Os acidentes envolvendo motocicletas responderam por 74,9% das internações hospitalares por acidentes de transporte registradas pelo Sistema Único de Saúde (SUS) no Rio Grande do Norte entre 2015 e 2025. No período, foram realizados 33.344 atendimentos a condutores e passageiros de motos na rede pública estadual, segundo levantamento com base em dados do DataSUS e do Valor Saúde Brasil.

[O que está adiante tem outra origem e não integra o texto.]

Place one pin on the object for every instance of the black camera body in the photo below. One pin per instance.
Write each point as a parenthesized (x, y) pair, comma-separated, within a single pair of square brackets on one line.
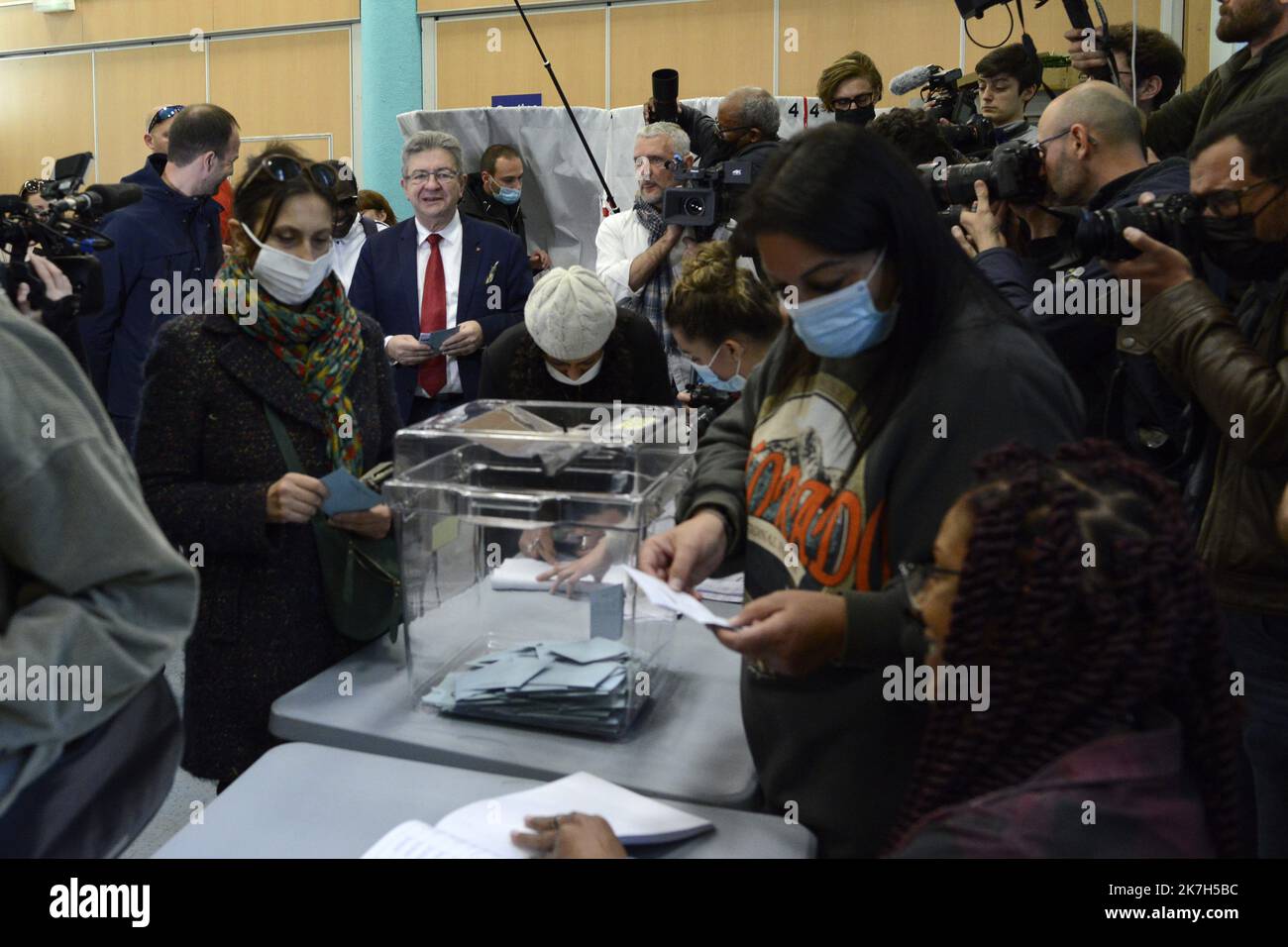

Ao todo, o Estado registrou 44.503 internações hospitalares causadas por acidentes de trânsito nos últimos dez anos. O impacto financeiro para o SUS foi de aproximadamente R$ 84 milhões. Apenas nos últimos cinco anos, a média anual de gastos ficou em torno de R$ 8 milhões.

Em entrevista à Band RN, o secretário estadual de Saúde, Alexandre Motta, afirmou que os acidentes com motocicletas representam a maior parte da demanda relacionada ao trauma nos hospitais da rede estadual.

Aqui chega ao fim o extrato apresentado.